Quando amadurecemos, passamos a perceber que organizamos pessoas e momentos em caixas iguais, mas com tamanhos distintos, criando barreiras sobrepostas que dificultam a chegada de qualquer coisa que não seja compatível com o nosso belo, exclusivo e monocromático mosaico de caixas empilhadas. E isso pode, com alguma intensidade, nos empobrecer, limitar, isolar e emburrecer. Criando um terreno fértil para a ignorância, toda sorte de preconceitos e solidão.

Em algum ponto da nossa jornada iremos, certamente, olhar com cuidado para a pessoa que fomos, para a pessoa que nos tornamos e para quem queremos ser. Para isso, é preciso transpor nossos próprios obstáculos e, assim, perceber que os sonhos de individualidade podem até nos satisfazer por um tempo, mas nunca o tempo todo.

Olhar para trás nos permite mirar a criança que fomos e lembrar que vivíamos rodeados por pessoas diferentes na forma e no conteúdo. Essas memórias ajudam a constatar que as barreiras que criamos nos limitam e que, quanto mais amplas forem as nossas fronteiras, corremos sérios riscos de nos tornarmos mais diversos, mais completos e mais felizes.

6 pensamentos em “Vivendo fora da caixa”

  1. Marco, comentar sobre esse texto, pra mim, é um pouco complicado. Porque eu sou completamente fora da caixa – apesar de particularmente me achar dentro de uma caixinha de fósforo – principalmente pra minha família. Completamente conservadora, dentro dos padrões ‘coxinha lifestyle’, com aquela vidinha sem maiores emoções.

    Eu sempre tive dentro de mim, uma pitada de medo, outra de coragem e umas cicatrizes de mágoa que depois de 12 anos estão cicatrizando. Então, o padrão que eu sempre busquei, foi aquilo que me faz feliz, como você escreveu no último parágrafo, e é o que torna a minha vida tão dinâmica ao mesmo tempo que segue um padrão. Isso não quer dizer que eu seja um nômade, “porra louca”, nem nada do tipo. Apenas eu não me fecho para as possibilidades e para os meus pensamentos e vontades – mesmo que eu quebre a cara em um determinado momento, mas me reerguer é uma arte que eu venho lapidando desde a primeira queda. 😉

    Eu até hoje não sei os limites da minha caixinha e te pergunto: você sabe quais são os limites da sua?

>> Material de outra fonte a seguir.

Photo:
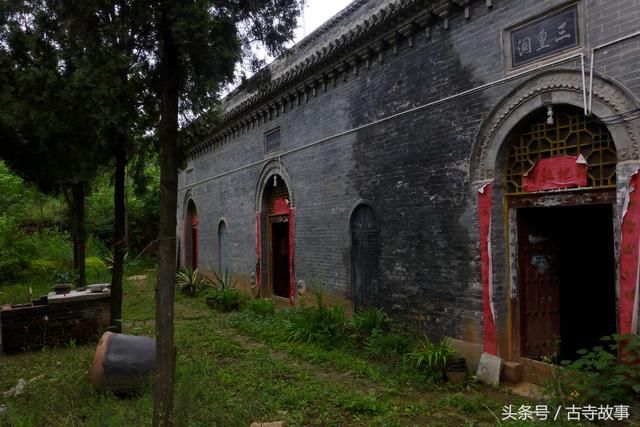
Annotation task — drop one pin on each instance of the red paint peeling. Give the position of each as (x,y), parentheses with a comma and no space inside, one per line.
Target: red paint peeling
(630,258)
(183,244)
(490,344)
(194,227)
(292,280)
(555,173)
(258,241)
(281,206)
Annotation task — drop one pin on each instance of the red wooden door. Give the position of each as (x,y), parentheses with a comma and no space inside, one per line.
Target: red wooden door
(539,285)
(280,258)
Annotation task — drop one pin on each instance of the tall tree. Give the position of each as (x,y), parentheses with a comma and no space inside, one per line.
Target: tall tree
(200,44)
(50,134)
(108,48)
(182,51)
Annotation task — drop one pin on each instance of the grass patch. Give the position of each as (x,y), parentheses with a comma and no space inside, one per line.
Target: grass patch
(235,369)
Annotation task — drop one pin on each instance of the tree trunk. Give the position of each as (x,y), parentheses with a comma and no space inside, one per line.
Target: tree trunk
(79,231)
(120,245)
(168,132)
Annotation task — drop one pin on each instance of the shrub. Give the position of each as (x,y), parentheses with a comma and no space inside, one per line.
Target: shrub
(321,324)
(224,299)
(222,281)
(95,269)
(190,281)
(384,344)
(431,356)
(366,321)
(262,307)
(608,373)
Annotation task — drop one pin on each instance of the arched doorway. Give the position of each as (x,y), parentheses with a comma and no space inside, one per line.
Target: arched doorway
(560,187)
(191,236)
(275,229)
(364,256)
(222,248)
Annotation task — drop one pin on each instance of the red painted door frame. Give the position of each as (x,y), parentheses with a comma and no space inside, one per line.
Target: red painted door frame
(291,220)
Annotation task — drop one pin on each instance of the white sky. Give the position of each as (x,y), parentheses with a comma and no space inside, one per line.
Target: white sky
(316,12)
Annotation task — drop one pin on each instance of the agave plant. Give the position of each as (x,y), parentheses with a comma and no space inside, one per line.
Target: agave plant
(222,281)
(190,280)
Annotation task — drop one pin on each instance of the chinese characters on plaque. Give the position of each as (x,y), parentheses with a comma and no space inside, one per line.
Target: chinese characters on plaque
(544,37)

    1. Júlio, os limites são vários e mudam a medida que o tempo passa. E isso é ótimo. O que já foi uma barreira quase intransponível, hj é apenas um pequeno degrau. O mais importante é saber que somos os criadores das nossas próprias caixas e só nós conseguimos vence-las… Em algum momento. Forte abraço!

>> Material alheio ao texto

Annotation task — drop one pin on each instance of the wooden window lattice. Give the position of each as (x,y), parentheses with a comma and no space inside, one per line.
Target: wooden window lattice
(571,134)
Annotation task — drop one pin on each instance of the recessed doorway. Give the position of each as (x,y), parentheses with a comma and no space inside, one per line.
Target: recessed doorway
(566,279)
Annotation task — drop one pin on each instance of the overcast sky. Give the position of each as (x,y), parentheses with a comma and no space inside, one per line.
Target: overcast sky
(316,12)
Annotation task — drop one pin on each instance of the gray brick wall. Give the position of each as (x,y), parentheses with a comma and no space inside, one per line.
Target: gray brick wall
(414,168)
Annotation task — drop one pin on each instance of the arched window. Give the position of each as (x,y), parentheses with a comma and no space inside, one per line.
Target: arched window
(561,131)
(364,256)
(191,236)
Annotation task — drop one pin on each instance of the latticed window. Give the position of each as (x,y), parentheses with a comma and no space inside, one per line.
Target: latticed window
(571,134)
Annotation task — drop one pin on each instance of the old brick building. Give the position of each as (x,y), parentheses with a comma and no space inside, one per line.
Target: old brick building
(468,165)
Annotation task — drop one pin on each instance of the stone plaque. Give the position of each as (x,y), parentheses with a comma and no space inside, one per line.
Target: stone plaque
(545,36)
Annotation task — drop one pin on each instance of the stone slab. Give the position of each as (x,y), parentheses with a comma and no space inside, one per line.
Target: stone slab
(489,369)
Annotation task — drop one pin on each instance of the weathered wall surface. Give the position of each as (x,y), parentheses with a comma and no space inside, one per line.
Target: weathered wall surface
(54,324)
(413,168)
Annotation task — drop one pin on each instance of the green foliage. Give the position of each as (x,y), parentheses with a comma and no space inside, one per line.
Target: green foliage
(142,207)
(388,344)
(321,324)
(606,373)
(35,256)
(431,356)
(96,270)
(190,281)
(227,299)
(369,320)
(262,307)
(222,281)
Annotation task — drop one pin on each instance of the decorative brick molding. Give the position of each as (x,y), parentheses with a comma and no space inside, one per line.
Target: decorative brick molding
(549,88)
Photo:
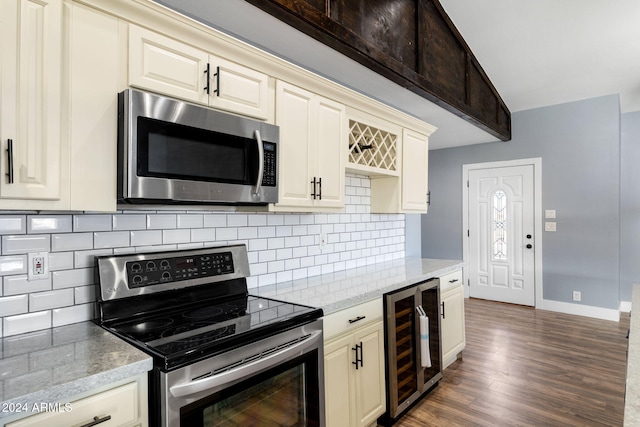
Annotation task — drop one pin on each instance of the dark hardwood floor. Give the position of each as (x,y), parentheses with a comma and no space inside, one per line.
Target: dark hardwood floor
(527,367)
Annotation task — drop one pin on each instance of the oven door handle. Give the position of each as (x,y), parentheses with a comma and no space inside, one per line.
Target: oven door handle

  2. Muito profunda a reflexão! Eu estou de acordo! Uma coisa que me orgulho é que tenho os amigos mais diversos! E cada nicho me enriquece um pouco!
    Eu li o comentário do amigo acima, e a pergunta final ficou na minha cabeça. Eu não conheço os limites da minha caixinha. Mas não quero pensar que existam limites nela. Zona de conforto é bom, mas envelhece a gente. Zona de esforço é onde a gente aprende, é onde a gente se supera e se conhece. E é onde a gente percebe que nem mesmo nós conhecíamos a nossa força.

    1. Luiza, lutamos sempre pra alcançar a zona de conforto, mas ao chegar lá, percebemos que podemos ir além. Toda vez que isso acontece, derrubamos um limite que nós mesmos criamos e acredito que esse movimento é o que nos ajuda a seguir sempre em frente. Bjão!